Aiming to better monitor and control food safety standards, Pritipaul Singh Investments Inc (PSI) has had eight of its employees certified by the Guyana National Bureau of Standards in the area of Hazard Analysis and Critical Control Points (HACCP).
HACCP plans provide detailed instructions to companies on how they can properly preserve food. Failure to correctly follow these guidelines increases the chances of a major foodborne illness outbreak.
The certification paves the way for the seafood processing company to establish an HACCP, committee which is integral in order for the company to maintain the highest standards and quality in seafood processing.
The committee will be able to craft a detailed plan, identifying steps that could present hazards and how they should be controlled and monitored.
“We are edifying our staff and looking to form a multi-disciplinary HACCP team with not only persons from quality control department but different departments. When combined we will be able to deliberate and make the best decision,” Sorojinie Rai, Head of Shipping and Logistics, explained.

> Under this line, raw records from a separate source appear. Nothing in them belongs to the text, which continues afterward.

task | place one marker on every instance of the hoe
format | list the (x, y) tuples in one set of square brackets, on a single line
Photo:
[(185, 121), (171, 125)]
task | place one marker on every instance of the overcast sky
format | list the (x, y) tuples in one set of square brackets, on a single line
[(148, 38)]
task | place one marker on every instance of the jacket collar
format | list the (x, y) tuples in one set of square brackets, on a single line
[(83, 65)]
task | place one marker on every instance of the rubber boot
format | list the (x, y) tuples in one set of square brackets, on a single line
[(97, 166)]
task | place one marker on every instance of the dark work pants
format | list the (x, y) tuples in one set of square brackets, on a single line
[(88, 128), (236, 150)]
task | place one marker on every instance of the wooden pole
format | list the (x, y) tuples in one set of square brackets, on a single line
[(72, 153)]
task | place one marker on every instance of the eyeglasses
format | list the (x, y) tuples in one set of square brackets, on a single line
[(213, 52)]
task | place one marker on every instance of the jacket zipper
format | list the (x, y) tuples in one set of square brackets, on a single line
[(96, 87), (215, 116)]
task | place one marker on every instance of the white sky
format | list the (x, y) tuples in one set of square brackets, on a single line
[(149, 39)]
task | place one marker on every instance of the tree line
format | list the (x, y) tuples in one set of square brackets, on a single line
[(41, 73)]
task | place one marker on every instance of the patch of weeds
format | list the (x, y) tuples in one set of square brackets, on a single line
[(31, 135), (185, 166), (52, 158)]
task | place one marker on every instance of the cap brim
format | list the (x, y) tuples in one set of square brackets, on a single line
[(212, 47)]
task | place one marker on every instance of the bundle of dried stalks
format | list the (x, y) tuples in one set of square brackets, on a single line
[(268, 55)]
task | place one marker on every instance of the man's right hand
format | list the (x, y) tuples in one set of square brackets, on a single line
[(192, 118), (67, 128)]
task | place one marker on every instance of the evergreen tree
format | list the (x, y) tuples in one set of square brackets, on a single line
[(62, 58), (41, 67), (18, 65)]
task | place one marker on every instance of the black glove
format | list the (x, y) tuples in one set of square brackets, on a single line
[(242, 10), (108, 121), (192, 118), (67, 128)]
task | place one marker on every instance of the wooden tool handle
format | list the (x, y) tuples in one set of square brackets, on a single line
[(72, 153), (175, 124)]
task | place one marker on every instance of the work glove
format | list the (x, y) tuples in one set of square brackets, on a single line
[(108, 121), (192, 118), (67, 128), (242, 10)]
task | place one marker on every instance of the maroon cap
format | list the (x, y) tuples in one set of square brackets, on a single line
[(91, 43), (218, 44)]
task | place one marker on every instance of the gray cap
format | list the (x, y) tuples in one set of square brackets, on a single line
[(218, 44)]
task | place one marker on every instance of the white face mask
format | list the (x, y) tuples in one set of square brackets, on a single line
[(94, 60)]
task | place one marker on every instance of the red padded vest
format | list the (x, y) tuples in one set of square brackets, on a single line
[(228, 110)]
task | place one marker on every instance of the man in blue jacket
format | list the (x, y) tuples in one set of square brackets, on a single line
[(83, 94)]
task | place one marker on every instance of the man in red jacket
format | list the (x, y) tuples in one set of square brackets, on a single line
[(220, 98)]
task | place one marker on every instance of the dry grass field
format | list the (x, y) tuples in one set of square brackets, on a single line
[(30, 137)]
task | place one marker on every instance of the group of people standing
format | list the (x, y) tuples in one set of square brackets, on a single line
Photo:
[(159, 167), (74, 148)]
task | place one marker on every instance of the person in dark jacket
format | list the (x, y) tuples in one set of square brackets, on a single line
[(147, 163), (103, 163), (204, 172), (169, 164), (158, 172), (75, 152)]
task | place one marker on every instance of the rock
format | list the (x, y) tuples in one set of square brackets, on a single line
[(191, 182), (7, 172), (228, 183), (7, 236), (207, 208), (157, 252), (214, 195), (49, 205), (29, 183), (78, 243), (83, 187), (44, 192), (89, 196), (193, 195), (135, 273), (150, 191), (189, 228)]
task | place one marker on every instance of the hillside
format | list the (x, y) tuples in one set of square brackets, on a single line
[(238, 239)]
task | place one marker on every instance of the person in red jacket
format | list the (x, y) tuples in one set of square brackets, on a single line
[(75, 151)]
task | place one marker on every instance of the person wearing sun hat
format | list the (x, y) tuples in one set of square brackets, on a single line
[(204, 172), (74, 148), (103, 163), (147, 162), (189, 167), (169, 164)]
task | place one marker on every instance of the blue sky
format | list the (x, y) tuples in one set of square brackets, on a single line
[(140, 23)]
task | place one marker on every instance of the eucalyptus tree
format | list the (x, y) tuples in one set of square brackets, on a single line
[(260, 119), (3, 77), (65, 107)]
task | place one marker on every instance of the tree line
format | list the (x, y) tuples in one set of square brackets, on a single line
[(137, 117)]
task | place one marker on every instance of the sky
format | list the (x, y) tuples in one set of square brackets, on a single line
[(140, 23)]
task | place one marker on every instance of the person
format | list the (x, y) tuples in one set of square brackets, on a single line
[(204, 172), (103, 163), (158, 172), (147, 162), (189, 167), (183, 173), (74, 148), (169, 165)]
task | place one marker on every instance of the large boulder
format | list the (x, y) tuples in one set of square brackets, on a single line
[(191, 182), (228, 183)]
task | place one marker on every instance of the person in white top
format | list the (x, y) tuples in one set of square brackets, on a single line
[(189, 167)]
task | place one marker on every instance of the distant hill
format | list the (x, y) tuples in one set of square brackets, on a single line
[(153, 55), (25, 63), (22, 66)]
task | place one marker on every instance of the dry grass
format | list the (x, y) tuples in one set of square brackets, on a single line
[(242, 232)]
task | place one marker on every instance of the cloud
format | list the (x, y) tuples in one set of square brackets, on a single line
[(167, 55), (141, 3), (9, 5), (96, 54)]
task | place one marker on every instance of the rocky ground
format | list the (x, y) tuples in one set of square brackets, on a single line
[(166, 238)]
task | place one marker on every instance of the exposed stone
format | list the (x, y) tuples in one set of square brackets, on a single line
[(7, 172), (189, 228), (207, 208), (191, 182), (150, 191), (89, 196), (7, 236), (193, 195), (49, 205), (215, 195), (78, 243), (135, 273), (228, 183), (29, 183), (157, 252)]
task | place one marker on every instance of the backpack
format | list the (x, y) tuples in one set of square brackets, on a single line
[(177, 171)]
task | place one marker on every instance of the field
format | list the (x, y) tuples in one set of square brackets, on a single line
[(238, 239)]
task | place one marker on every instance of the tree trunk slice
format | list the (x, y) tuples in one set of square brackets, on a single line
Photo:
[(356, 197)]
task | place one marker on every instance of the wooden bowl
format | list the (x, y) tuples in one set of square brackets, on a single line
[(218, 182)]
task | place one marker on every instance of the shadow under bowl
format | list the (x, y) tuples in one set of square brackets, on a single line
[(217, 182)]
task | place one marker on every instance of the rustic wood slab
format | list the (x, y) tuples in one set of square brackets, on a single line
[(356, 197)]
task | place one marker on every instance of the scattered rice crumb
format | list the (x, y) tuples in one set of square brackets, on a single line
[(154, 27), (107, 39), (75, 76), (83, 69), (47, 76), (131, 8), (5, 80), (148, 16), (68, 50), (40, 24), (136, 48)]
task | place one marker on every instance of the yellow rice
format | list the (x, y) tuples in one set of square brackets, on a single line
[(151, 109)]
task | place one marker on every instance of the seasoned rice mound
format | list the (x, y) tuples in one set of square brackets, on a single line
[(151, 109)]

Rai stated further that the training now enables them to identify food safety hazards in the company. She added that with staff equipped with the skills, this will enable them to systematically manage food safety in the company’s operations.
The Shipping and Logistics head explained that with more persons HACCP certified, employees are now in a position to review procedures and ensure their implementation, while giving customers the guarantee that their end products are safe for consumption.
Finance Controller Jasodra Boodhoo pointed out that with a team of HACCP certified employees, they are at all times able to identify hazardous issues and work to eliminate them from the processing line.
She explained that seafood when caught in the wild or a controlled environment has many health hazards and implications that can render it unfit for consumption.
However, with a team of certified personnel on HACCP regulations, the company is better equipped to identify and overlook the processing system.
“We can identify hazards not only at the beginning of the processing line but during the process. This makes our products the safest because it minimizes the risk to consumers. Also it helps us to assure our customers that they are getting quality products because we are compliant with HACCP regulations,” Boodhoo said.
She added that PSI, which is an export oriented company, has been at all times operating on par with international standards to ensure their fish processing is done to the highest standards.
During the training, employees were exposed to lessons in Hazard Analysis and preliminary steps, different types of hazards, preparation of a HACCP plan, Principles of HACCP and History of HACCP.
Deputy Managing Director and Company Secretary, Vishnu Panday, explained that while the PSI has always been HACCP compliant, the company has been regularly training staff to ensure they remain knowledgeable of changes in the industry.
PSI is Guyana’s largest processor and export of seafood products. The company exports involves mainly the production of shrimp and fish products; particularly, seabob, prawns, tuna and other variety of fishes. The company has distributes its products worldwide with its main markets in North America, Europe, Asia, and the Caribbean.